It's possible that there's been too much talk. For a well-lit, two-room restaurant that's hardly changed a wink in 57 years, Mosca's has spawned more myths than Middle-Earth. Begin with the chicken a la Grande, widely purported to be the most luscious chicken dish on either side of the Mississippi. An entire chicken, pan-fried almost black and lambasted with glorious amounts of olive oil, rosemary and garlic cloves, it does indeed belong to that rare class of dishes that justifies chicken as a medium for fine cuisine. Its mythology, however, overshadows the other chicken dish, which deserves equal adulation: the silent genius, chicken cacciatore. Like the legendary a la Grande, the cacciatore is a whole chicken, its fried ruins prearranged on a dented metal platter as if by divine ordination. The difference is in the cacciatore's sauce: an oily, adhesive red sauce, blessed with sweet smokiness and garlic, that causes the dark chicken to look like a New Mexican landscape under moonlight.

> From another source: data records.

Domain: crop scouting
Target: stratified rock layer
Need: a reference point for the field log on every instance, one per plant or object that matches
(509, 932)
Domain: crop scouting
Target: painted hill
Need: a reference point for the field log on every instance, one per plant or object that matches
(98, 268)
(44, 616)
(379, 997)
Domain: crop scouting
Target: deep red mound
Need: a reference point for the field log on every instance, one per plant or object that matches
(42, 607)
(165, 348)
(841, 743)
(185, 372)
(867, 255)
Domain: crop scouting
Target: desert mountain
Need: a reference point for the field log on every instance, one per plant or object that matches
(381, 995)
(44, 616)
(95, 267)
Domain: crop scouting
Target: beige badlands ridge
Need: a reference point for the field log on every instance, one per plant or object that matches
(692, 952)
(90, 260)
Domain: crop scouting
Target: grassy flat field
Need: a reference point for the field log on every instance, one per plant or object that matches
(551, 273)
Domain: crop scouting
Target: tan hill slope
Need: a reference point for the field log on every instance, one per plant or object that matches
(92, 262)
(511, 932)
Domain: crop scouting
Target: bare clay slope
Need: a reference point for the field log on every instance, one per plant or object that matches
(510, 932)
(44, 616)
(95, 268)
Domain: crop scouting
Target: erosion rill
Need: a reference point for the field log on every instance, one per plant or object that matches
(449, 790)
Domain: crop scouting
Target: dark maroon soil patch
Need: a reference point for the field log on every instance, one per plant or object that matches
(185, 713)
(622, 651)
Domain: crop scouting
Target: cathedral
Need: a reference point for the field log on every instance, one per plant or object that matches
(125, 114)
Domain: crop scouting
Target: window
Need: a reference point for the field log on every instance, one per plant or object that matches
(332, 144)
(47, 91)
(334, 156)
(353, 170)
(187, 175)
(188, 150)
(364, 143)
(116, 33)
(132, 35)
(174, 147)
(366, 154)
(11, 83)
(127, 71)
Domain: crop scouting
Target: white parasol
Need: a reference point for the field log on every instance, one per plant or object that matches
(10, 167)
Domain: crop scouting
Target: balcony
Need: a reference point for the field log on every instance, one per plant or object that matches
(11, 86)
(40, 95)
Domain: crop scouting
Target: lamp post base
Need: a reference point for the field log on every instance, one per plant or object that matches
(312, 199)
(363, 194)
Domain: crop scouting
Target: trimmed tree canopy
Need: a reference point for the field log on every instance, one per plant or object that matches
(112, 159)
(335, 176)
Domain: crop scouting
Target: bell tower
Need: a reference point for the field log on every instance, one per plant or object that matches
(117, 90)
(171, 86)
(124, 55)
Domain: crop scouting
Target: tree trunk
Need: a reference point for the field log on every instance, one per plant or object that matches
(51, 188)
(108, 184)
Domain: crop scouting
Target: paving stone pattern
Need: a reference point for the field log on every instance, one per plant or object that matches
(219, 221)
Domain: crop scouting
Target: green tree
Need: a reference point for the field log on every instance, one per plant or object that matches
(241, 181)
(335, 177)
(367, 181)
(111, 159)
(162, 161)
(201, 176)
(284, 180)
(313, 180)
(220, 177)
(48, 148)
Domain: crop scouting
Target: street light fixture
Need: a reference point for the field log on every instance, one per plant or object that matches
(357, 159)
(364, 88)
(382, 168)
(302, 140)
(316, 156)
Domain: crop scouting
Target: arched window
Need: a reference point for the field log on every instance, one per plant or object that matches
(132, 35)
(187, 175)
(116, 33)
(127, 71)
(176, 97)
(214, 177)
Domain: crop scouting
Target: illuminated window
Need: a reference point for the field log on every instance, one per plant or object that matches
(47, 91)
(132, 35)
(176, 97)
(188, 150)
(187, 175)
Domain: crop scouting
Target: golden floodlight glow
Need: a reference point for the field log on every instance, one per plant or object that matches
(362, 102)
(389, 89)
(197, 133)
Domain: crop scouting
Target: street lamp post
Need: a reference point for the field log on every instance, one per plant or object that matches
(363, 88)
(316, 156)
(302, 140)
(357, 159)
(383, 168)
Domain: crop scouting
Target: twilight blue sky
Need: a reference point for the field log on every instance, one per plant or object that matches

Erroneous accounts of Mosca's lineage, Sicilian heritage and Mafioso connections run rampant through the world's guidebooks and boudoirs. For the record, the late Provino and Lisa Mosca, who once ran a restaurant by the same name in Chicago, opened Mosca's in 1946. The spiritual source of Provino's never-changing recipes lies with his ancestors in the Central Italian coastal town of San Benedetto del Tronto.
The restaurant has passed to their son, Johnny, a welcoming man of heavy-lidded countenance who slides an insect-shaped ashtray around the bar, explaining that Mosca (contrary to popular usage, it's pronounced with a long "o," as in "mo garlic") means "fly" in Italian. He caters especially to an awkwardly placed, two-person table set apart in the barroom, where glamorously dressed people drinking two cocktails at a time like to sit. It seems likely that the atmosphere surrounding this table -- as well as the stretch limos in the dark, gravel parking lot -- fuel popular stories about the Moscas and their good old friend, Al Capone. Fact or fiction?
"I can't give you the correct data on that," says Mary Jo Mosca, Johnny's wife, after a pause. "It keeps the mystique alive."
Mary Jo was forthright about every other historical detail. People will tell you that it takes forfeiting a first-born son to get a table at Mosca's, or at the very least an hourlong wait, which is no longer necessarily the case. The family has entertained reservations on every night but Saturday since the 1960s. This "new" policy is one of few innovations the restaurant and its regulars have ever endured. The Moscas still accept only cash, the jukebox still plays Louis Prima and Pete Fountain, and everything still arrives at the table family-style: stacks of plates, piles of silverware, carafes of water, deliveries of hot, twisted sesame rolls, heaping entree platters and the tin drip pots of espresso that serve exactly six.
Six is the magic number. Four can't sample enough of the menu, and eight is too many to share the iceberg, crabmeat and olive salad, one of just three appetizers. Try your muscle with a nutcracker eating another starter on a similar theme: hard-shell crabs marinating in fiery olive salad so that vinegar and oil lubricate every joint.
Six friends prepared to eat generally reach their limit after five colossal entrees and three easy bottles of Ricasoli Chianti drunk from squat juice glasses. Besides the chicken dishes, there's pepper-spiked sausage served with soft, roasted potatoes, every cell of which balloons with oil, and shell-on Italian shrimp that remain snappish despite the deluge of olive oil, dried herbs and garlic that engulfs them. One of Mosca's two pasta dishes involves threadlike spaghetti, smooth red sauce and big, garlic-packed meatballs; the other is a colorless pasta bordelaise, bathed in butter and olive oil, and lovingly punished with garlic.
The delirium caused by excessive garlic, pepper and oil may inhibit your ability to think about dessert. Don't think, then -- just order one each of the Pineapple Fluff (essentially pineapple and whipped cream) and the tart, housemade cheesecake. The best reward for such fortitude is when Johnny Mosca noses around the table and pronounces, "Good job, kids. You really know how to eat."
Of all the Mosca's stories, it's the one about baked oysters Mosca that I regret remains folkloric to me. The oysters themselves tasted musty and went unfinished the only time I ordered it.
There's no argument, however, that a roadside supperclub in Avondale produces some of the most gratifying meals ever served. How has Mosca's managed not to become spoiled by discovery, to uphold its mystique despite all the talk? The Mosca family never seems to have aspired to fame, only greatness. Which is the stuff of legends.